Do our intuitions about deadweight loss break down at very small scales?

I’ve been thinking about high-frequency trading again.  Some of the issues surrounding HFT may come from whether our intuitions break down at very small scales.

Take the ordinary arbitrage of bananas.  If one banana sells for $1 and another for $2, no one worries that the arbitrageurs, who push the two prices together, are wasting social resources.  We need the right price signal in place and the elimination of deadweight loss is not in general “too small” to be happy about.

But at tiny enough scales, we stop being able to see why the correct price is the “better” price, from a social point of view.  Think of the marginal HFT act as bringing the correct price a millisecond earlier, so quickly that no human outside the process notices, much less changes an investment decision on the basis of the better price coming more quickly.  (Will we ever use equally fast computers to make non-financial, real investment decisions in equally small shreds of time?  Would that boost the case for HFT?  Is HFT “too early to the party”?  If so, does it get credit for starting the party and eventually accelerating the reactions on the real investment side?)

HFT also lowers liquidity risk in many cases (it is easier to resell a holding, especially for long-term investors, as day churners can get caught in the froth), and thereby improving the steady-state market price, again especially for long-term investors.  That too could improve investment decisions, even if the improvement in the price is small in absolute terms.

Some decisions based on prices have to rely on very particular thresholds.  If no tiny price change stands a chance of triggering that threshold, we encounter the absurdity of there being no threshold at all.  We fall into the paradoxes of the intransitivity of indifference and you end up with too many small grains of sugar in your coffee.
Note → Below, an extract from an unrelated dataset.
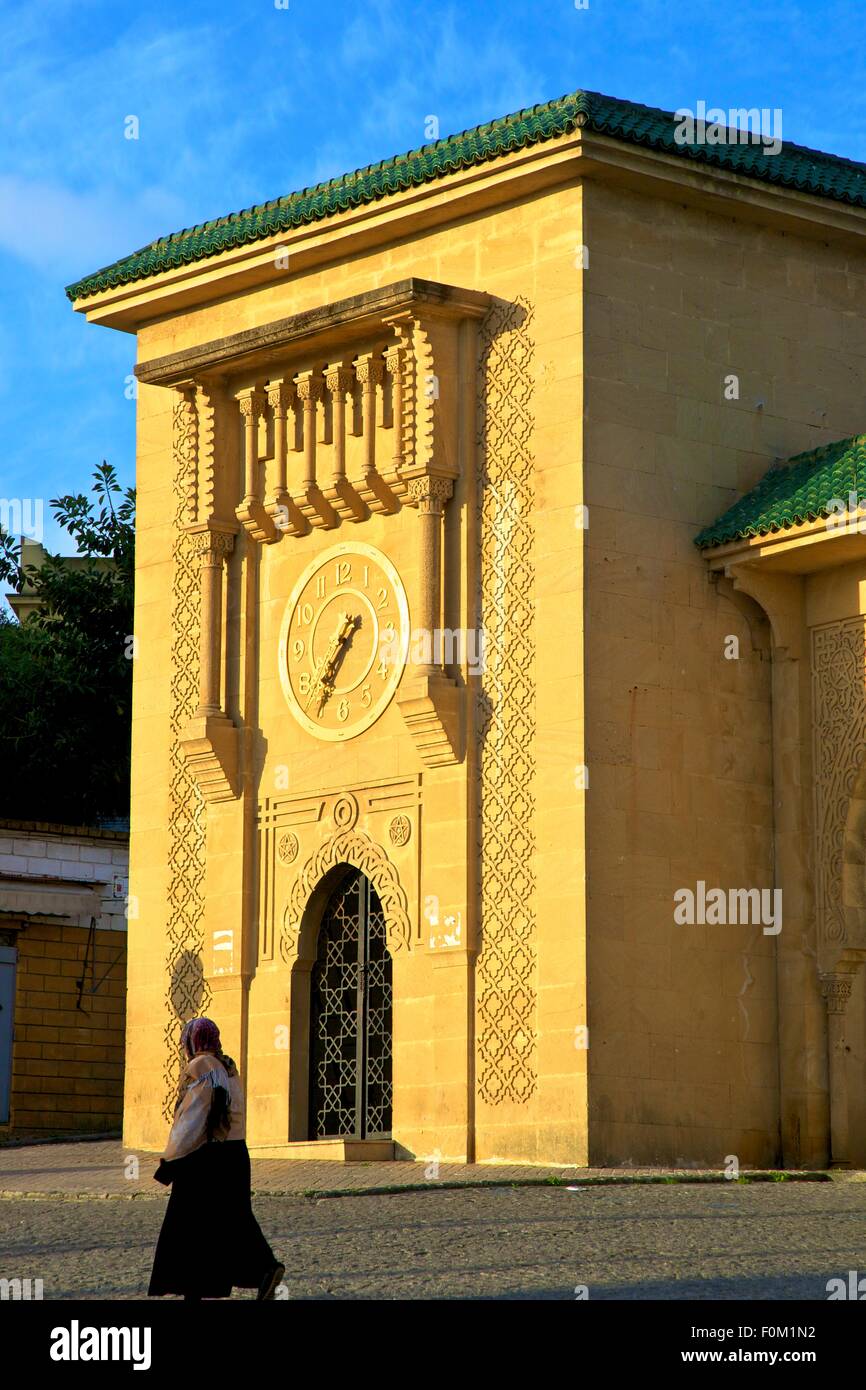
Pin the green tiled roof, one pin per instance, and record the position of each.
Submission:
(809, 171)
(795, 492)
So maybe a tiny price improvement, across a very small area of the price space, carries a small chance of prompting a very large corrective adjustment, with a comparably large social gain.  Yet we never know when we are seeing the adjustment.  The smaller the scale of the price improvement, the less frequently the real economy gains come, but in expected value terms those gains remain large relative to the resources used for arbitrage, just as in the bananas case.  It’s not obvious why operating on a smaller scale of price changes should change this familiar logic.  Is the key difference of smaller scales, combined with lumpy real economy adjustments, a greater infrequency of benefit but intact expected gains?

In this model the HFTers labor, perhaps blind to their own virtues, and bring one big grand social benefit, invisibly, every now and then.  Occasionally, for real investors, their trades help the market cross a threshold which matters.

I am reminded of vegetarians.  Say you stop eating chickens.  You are small relative to the market.  Does your behavior ever prompt the supermarket to order a smaller number of chickens based on a changed inventory count?  Or are all the small rebellions simply lost in a broader froth?

What is the mean expected time that HFT must run before it triggers a threshold significant for the real economy?

Aren’t the rent-seeking costs of HFT near zero?  Long-term investors do not have to buy and sell into the possible froth.  HFTers thus “tax” the traders who were previously the quickest to respond, discourage their trading, and push the rent-seeking costs of those traders out of the picture.  More fast computers, fewer carrier pigeons.  Are there models in which total rent-seeking costs can fall, as a result of HFT?  Does it depend on whether fast computers or pigeons are more subject to production economies of scale?